Estrada asked to take witness stand in trial
Estrada asked to take witness stand in trial
MANILA (DPA): Prosecutors in Philippine President Joseph Estrada's trial on Sunday renewed a challenge for the embattled chief executive to take the witness stand and personally deny bribery and corruption charges against him.
Prosecutors also dared First Lady Luisa Ejercito to explain how an 8-million-peso ($160,000) cheque from Estrada's self- confessed bagman for illegal gambling payoffs ended up in her bank account.
"No one else can deny the charges," said Congressman Joker Arroyo, one of the 11 prosecutors in the trial, "The president has to deny and explain the accusations.
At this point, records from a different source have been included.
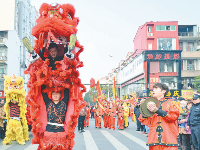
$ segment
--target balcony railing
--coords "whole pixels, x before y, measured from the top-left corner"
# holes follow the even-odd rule
[[[193,32],[179,32],[178,36],[194,36]]]
[[[3,79],[5,75],[5,73],[0,73],[0,79]]]
[[[7,60],[7,57],[6,56],[0,56],[0,62],[1,61],[6,61]]]

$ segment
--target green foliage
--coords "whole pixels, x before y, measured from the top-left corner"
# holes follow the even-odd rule
[[[105,94],[102,93],[103,96],[105,96],[106,98],[108,98],[108,85],[100,85],[101,87],[101,91],[105,90]],[[109,85],[109,97],[113,96],[113,89],[112,89],[112,85]],[[90,102],[90,104],[93,104],[93,91],[96,90],[96,86],[93,89],[90,89],[84,96],[84,100],[88,103]],[[118,89],[116,87],[116,93],[117,93]],[[97,93],[96,93],[97,96]]]
[[[194,87],[200,92],[200,76],[196,76],[194,78]]]

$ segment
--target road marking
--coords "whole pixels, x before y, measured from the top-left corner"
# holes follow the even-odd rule
[[[145,149],[149,149],[149,147],[146,146],[146,143],[144,141],[142,141],[139,138],[131,135],[130,133],[128,133],[126,131],[119,131],[119,133],[125,135],[126,137],[128,137],[129,139],[131,139],[133,142],[139,144],[140,146],[144,147]]]
[[[13,146],[13,144],[11,144],[11,145],[1,145],[0,146],[0,150],[6,150],[6,149],[8,149],[11,146]]]
[[[125,145],[123,145],[120,141],[118,141],[114,136],[112,136],[108,131],[101,131],[101,133],[110,141],[110,143],[117,150],[129,150]]]
[[[85,132],[83,132],[83,136],[86,150],[99,150],[89,130],[85,130]]]
[[[36,150],[38,148],[39,144],[30,144],[27,148],[24,150]]]

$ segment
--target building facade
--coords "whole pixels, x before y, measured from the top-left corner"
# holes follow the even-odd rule
[[[194,88],[194,78],[200,75],[200,36],[197,25],[179,25],[179,49],[182,50],[182,86]]]
[[[168,85],[170,92],[167,96],[182,95],[182,62],[185,54],[182,53],[182,49],[179,50],[179,40],[178,21],[147,22],[140,26],[133,41],[134,52],[131,54],[131,60],[136,61],[138,56],[141,56],[143,62],[128,63],[121,70],[121,74],[119,71],[120,78],[127,76],[131,68],[138,73],[119,81],[122,85],[122,95],[125,97],[136,92],[138,96],[152,96],[153,85],[159,82]],[[139,71],[134,70],[135,67],[138,67]],[[123,70],[127,71],[124,73]]]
If he does not testify, then we have uncontested testimony against him."
Estrada, the first Asian leader to be impeached, is on trial for bribery, graft and corruption, betrayal of public trust and violations of the constitution.
The case stemmed from accusations by estranged friend and provincial Governor Luis Singson that Estrada collected more than $8 million in bribes from operators of an illegal numbers game and pocketed $2.6 million in tobacco tax kickbacks.
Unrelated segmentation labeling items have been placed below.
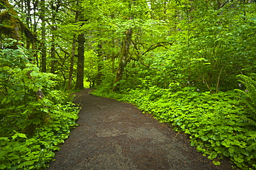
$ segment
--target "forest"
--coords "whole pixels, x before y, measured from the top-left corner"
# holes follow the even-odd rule
[[[0,0],[0,169],[46,169],[84,88],[256,169],[256,1]]]

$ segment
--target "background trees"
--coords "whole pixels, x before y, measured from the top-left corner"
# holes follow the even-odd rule
[[[0,0],[1,121],[21,106],[35,109],[39,88],[244,91],[237,75],[256,78],[255,8],[250,0]],[[19,121],[12,128],[22,131]]]

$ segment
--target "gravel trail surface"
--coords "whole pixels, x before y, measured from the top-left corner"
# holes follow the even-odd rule
[[[134,106],[77,93],[79,126],[56,153],[48,170],[232,169],[215,166],[189,143],[188,135],[143,114]]]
Singson has already testified at the trial and withstood more than five hours of cross-examination by the defense. Prosecutors said only Estrada can rebut Singson's allegations.
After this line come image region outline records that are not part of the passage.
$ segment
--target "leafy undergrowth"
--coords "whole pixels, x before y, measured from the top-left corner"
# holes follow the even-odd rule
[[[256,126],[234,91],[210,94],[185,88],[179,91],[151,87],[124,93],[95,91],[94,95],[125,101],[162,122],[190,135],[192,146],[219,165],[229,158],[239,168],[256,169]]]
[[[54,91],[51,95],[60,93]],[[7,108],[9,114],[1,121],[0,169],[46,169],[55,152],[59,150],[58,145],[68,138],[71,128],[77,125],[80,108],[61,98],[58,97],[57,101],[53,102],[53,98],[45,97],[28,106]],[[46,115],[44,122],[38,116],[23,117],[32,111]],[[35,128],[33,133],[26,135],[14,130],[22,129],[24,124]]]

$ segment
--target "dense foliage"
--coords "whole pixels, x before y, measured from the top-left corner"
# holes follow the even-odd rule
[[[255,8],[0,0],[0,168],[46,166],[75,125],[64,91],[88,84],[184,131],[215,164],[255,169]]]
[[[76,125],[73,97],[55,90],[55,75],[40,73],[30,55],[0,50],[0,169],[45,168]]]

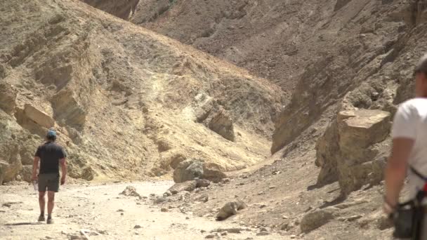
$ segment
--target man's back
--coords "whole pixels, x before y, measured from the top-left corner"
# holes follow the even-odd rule
[[[47,142],[37,148],[36,156],[40,158],[39,174],[59,173],[59,160],[66,156],[60,145]]]

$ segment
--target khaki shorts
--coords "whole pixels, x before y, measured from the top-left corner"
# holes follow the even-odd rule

The president has expressed willingness to testify during the trial, but has also stressed that the decision would have to be made by his lawyers.
Attorney Sigfrid Fortun, a lawyer assisting the president's four-man defense team, said the panel does not yet see the need for Estrada to take the witness stand.
"There is no evidence so far that would lead to guilt," he told a weekly television program on Sunday.
Congressman Edmund Reyes, a spokesman for the prosecution team, however, noted that Singson's testimony and a bank official's revelation that Estrada used a fake name to maintain secret bank accounts already prove the president's guilt.
Reyes said the third most damaging evidence against Estrada was the 8-million-peso cheque received by the first lady from Singson.
Last Friday, Arroyo told the impeachment court that the questioned cheque was deposited by Ejercito in her bank account at Citibank in October 1999.
"She cannot deny that because it's in the records of her bank account," Arroyo said in his weekly radio program on Sunday. "But she has to explain what the money was for and how it ended up in her bank account."
Estrada has lashed out at the prosecution for dragging his wife into the trial, saying, "The real agenda of the opposition is destruction, to destroy my family."
"If they could, they would even destroy my mother," he said. "They want to destroy me and not only me but my entire family."
The president would be removed from office before the end of his six-year term in 2004 and exposed to possible criminal charges if two-thirds of the 22-member Senate find him guilty in any of the four articles of impeachment.
Officials hoped that the trial would be completed by the end of the month, but prosecutors warned the proceedings could drag on until late February or March.